La radio borbotta soccorsi: croli di neve, alberi sull’asse d’equilibrio e auto ammaccate. E poi un turbinìo di richieste di persone con auto in panne. Brecce Bianche fa quasi buffo chiamarlo così. Stavolta sono bianche davvero, le brecce, quelle che cercano d’aprirsi gli omini che calano dalle case col badile in spalla. Compaiono dietro i cumuli, s’affacciano come se arrivassero i liberatori. Matteo e Simone sono lì, ma con loro altri undici vigili volontari sono sparsi per ogni angolo d’Ancona. Corrono dove e come possono. «A Sappanico una signora è rimasta isolata, con un metro e mezzo di neve. Aveva bisogno di cibo e medicinali. A Brecce Bianche il fuoristrada si fa largo in un budello che poi sfocia in via Crocioni. «Anche una bimba malata aveva bisogno d’aiuto», raccontano Simone e Matteo, col viso puntato al parabrezza. Il «jeeppone» spegne i motori e si ferma a valle, alla Baraccola. Massimo Massacesi non la vuole lunga. Ha un badile in spalla. Tira dritto: «C’è la neve, bisogna spalare e via». Giulio Ripanti è un’altra voce nel gelo: «Guardi, io ho la manutenzione delle caldaie e quindi mi tocca uscire per forza. Non le dico le chiamate. A raffica. Non riesco a stargli dietro». Un’auto inchioda. S’abbassa il finestrino. S’affaccia un ragazzo. Chiede a Simone e Matteo come butta: «Devo raggiungere la mia ragazza. E’ isolata. Che dite, ci arrivo lassù?». Lo stradino che riga i colli di Candia è una specie lunga marcia per le lande imbiancate. Non s’è visto traccia di niente. Qui s’arrangiano con badili, carriole e bobcat di campagna. Giù a testa bassa. E pulire la strada. Maurizio Mosconi non ha aspettato la manna dal cielo: «Noi ci siamo attrezzati come condominio. Abbiamo comprato una turbina».
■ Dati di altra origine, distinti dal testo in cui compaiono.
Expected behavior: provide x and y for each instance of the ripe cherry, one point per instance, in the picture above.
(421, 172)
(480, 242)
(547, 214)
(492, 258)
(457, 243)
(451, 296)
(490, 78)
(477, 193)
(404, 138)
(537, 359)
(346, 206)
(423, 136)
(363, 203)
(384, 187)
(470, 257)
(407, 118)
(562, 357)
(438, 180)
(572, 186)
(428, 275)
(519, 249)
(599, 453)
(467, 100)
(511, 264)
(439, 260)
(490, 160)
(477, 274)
La buca del diavolo è contrada Calcinara, uno stradino che scivola giù, con la neve che t’arriva fino alle ginocchia. Battuta solo dai fuoristrada che ce l’hanno fatta. Qui una bimba di nove mesi aveva bisogno delle pappe. Gliel’hanno portate, ma a fatica. Fin qui, nel ventre della collina, s’è spinto anche il soccorso alpino. Anna Maria Russiani abita molto giù, in una specie di natural burella. S’affaccia dietro il cancello metallico, sbarrato dalla neve. «Come facciamo a muoverci? Semplice: non ci muoviamo. Mio marito va a piedi a lavorare». In strada non s’è visto nessuno del Comune. Valentino Gardini non si rassegna: «Qui facciamo da soli. Ci organizziamo come possiamo». Il fotoreporter del Carlino, Bobo Antic, si sbraccia a una ventina di metri dal mezzo di Matteo e Simone. Paolo Penna, in tuta, e gli uomini di Candia lavorano sodo. L’avevamo scambiati per cantonieri, ma Antic l’ha immortalati nell’immagine e nel pensiero. Penna indica la strada e il bobcat che lavora alle sue spalle: «Guardate, questa è una strada comunale che è rimasta così per tre giorni. Noi abbiamo questa ruspetta e ce la liberiamo da noi. Non è possibile». Attorno ci sono mamme con figliuoli, bardati fino agli occhi. Penna è diretto: «Qui ci sono trentadue famiglie bloccate da ieri sera». Rombano i motori delle turbine fai da te. Poi il fruscìo dei colpi di badile nella neve. Gli uomini hanno tirato fuori dai garage le tute del giardinaggio e da meccanico. Chini a lavorare. E non passa anima viva. Matteo e Simone battono casa per casa. «Se avete bisogno, chiamateci». Infilano il muso della jeep ovunque. Ma il cielo è bianco e impassibile. E cova un’altra beffa. La piccola repubblica di Candia se ne sta lassù, isolata. Sul cucuzzolo della montagna. Con la neve ancora alta così.